Writing your own implementation
Any object that satisfies the LLMClient interface is acceptable:
import type { LLMClient, LLMCompleteOpts, LLMCompleteResult } from '@openexpertise/core'
class MyClient implements LLMClient {
async complete(opts: LLMCompleteOpts): Promise<LLMCompleteResult> {
// call your provider's API
return { text: 'hello from my provider' }
}
}Inject it wherever a dispatcher that needs an LLMClient is constructed:
import { AgentDispatcher } from '@openexpertise/node-kinds-agent'
import { SkillDispatcher } from '@openexpertise/node-kinds-skill'
dispatchers.register(new AgentDispatcher({ client: new MyClient() }))
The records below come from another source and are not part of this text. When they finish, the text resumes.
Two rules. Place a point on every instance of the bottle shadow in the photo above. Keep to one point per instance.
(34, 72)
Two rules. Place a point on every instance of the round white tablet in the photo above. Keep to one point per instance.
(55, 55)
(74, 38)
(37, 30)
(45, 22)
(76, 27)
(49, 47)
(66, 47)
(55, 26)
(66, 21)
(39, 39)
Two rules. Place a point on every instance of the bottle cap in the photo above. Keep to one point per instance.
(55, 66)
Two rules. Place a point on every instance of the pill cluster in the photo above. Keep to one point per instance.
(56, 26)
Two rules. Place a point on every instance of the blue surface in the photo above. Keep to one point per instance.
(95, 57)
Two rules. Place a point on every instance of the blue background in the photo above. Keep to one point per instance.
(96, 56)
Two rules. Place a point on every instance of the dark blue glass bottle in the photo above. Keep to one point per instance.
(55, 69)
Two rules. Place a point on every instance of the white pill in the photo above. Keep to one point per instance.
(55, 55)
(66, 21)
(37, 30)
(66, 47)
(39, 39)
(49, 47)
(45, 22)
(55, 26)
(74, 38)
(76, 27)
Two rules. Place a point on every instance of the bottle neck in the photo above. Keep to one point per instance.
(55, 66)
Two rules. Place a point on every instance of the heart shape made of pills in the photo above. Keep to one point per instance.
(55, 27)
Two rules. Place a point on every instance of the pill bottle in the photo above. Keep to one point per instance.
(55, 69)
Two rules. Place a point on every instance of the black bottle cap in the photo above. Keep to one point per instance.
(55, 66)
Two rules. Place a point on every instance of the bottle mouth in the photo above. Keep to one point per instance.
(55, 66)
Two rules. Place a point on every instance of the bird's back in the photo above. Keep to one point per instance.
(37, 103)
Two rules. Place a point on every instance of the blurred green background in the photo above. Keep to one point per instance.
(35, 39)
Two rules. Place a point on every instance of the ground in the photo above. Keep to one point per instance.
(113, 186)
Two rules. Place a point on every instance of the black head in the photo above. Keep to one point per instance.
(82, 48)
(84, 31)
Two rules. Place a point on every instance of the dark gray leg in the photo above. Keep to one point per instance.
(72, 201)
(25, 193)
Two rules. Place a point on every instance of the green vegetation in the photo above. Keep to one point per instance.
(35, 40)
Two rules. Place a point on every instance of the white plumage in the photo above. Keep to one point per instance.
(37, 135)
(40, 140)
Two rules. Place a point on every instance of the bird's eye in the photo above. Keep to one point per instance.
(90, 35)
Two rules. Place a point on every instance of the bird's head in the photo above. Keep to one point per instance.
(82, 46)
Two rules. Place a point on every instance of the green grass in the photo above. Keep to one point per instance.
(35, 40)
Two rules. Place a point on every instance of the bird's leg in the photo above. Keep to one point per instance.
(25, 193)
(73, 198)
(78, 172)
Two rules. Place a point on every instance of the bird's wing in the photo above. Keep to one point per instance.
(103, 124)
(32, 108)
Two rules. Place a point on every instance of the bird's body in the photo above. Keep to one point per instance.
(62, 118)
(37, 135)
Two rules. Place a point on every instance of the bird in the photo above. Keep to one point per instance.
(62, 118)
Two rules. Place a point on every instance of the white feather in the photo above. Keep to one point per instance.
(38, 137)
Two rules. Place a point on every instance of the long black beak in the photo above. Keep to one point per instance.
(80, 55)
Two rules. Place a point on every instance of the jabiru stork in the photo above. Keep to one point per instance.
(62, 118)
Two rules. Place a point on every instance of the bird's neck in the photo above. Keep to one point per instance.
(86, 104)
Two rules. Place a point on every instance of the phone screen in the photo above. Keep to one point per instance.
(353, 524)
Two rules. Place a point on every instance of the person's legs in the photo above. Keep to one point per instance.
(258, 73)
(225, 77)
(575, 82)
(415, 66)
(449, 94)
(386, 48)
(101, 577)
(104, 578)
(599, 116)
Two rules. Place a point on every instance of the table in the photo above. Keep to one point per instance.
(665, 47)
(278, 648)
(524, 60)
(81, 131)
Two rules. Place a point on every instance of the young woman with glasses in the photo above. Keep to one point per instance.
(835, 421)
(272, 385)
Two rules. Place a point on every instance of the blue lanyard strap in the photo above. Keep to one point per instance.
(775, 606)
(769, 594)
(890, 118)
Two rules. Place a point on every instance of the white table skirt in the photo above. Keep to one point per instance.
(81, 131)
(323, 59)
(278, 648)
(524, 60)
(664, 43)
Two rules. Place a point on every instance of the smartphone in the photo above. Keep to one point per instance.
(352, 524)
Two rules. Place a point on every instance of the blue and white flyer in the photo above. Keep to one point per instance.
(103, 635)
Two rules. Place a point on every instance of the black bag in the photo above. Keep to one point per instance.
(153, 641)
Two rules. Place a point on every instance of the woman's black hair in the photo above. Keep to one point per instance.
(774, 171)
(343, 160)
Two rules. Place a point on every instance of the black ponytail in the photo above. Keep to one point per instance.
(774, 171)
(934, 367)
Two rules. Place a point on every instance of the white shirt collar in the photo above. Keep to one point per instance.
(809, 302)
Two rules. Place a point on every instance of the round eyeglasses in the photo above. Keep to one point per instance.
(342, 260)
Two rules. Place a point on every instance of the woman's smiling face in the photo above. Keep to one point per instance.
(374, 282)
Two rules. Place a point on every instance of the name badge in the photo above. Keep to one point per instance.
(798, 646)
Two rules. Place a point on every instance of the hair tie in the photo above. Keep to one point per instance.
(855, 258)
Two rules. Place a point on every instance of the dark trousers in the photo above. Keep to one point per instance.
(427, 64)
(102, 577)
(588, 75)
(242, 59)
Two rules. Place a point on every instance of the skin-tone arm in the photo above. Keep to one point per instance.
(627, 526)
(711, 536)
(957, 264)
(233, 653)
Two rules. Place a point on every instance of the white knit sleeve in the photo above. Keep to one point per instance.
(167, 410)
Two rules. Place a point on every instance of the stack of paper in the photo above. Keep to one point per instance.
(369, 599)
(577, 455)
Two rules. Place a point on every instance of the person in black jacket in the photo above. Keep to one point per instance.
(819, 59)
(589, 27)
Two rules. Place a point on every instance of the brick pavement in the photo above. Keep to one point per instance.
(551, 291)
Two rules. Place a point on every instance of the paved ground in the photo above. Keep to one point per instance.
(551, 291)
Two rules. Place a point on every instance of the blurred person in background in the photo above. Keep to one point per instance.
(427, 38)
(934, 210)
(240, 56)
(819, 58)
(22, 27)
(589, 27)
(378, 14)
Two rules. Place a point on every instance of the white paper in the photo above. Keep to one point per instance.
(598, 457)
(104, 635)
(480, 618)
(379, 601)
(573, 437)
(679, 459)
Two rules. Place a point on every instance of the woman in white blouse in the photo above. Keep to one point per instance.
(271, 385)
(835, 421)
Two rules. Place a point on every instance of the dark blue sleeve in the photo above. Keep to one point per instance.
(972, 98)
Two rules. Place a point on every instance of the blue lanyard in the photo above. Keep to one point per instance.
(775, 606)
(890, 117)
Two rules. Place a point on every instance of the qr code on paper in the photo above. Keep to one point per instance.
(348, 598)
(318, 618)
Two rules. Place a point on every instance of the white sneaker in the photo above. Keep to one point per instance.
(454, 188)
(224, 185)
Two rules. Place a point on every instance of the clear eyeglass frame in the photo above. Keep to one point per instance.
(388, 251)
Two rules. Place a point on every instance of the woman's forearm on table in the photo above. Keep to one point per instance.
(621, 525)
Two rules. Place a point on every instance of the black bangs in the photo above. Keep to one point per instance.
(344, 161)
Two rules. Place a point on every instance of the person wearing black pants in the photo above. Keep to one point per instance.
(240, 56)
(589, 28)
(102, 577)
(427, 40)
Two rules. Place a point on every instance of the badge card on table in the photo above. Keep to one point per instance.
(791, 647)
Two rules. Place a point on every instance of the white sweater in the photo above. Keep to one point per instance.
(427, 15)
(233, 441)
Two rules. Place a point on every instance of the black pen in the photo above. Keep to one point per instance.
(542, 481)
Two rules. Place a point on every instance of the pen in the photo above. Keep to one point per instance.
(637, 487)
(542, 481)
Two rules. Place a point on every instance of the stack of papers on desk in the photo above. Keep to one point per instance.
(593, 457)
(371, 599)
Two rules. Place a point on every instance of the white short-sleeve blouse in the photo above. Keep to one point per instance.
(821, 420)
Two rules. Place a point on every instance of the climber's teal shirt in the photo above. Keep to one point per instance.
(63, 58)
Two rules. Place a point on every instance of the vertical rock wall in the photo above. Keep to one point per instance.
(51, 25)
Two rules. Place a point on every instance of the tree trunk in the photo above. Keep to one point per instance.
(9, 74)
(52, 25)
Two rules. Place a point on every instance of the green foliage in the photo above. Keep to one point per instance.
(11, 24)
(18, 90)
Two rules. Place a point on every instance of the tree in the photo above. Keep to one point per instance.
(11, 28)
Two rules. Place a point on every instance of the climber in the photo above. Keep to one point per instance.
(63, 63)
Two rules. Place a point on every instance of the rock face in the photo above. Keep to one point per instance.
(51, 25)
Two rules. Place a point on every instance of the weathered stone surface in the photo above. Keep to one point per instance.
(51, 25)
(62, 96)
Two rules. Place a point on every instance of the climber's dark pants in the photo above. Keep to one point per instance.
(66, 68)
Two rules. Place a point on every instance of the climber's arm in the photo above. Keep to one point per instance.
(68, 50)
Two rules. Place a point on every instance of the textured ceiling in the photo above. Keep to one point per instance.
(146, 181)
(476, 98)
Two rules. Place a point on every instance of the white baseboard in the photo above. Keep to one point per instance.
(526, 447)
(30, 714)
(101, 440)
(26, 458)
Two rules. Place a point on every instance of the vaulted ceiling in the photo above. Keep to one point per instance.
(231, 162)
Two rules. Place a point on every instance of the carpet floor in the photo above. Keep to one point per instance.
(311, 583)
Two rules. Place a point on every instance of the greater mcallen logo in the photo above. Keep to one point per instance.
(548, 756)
dispatchers.register(new SkillDispatcher({ client: new MyClient() }))Behavior notes
Tool routing. AnthropicLLMClient and OpenAILLMClient both force tool use when exactly one tool is provided (Anthropic: tool_choice: { type: 'tool' }; OpenAI: tool_choice: { type: 'function', function: { name } }). This is how EvolutionAdvisor and UltraExpertise guarantee structured output.
Retry. Both built-in clients retry on 429 with exponential back-off: delay = base_ms * 2^(attempt-1). The attempt counter starts at 1. At max_attempts the error is re-thrown.
Error transparency. Errors from the underlying SDK (network failure, 500, auth failure) are not wrapped — they propagate as-is so that the node's on_error policy can handle them.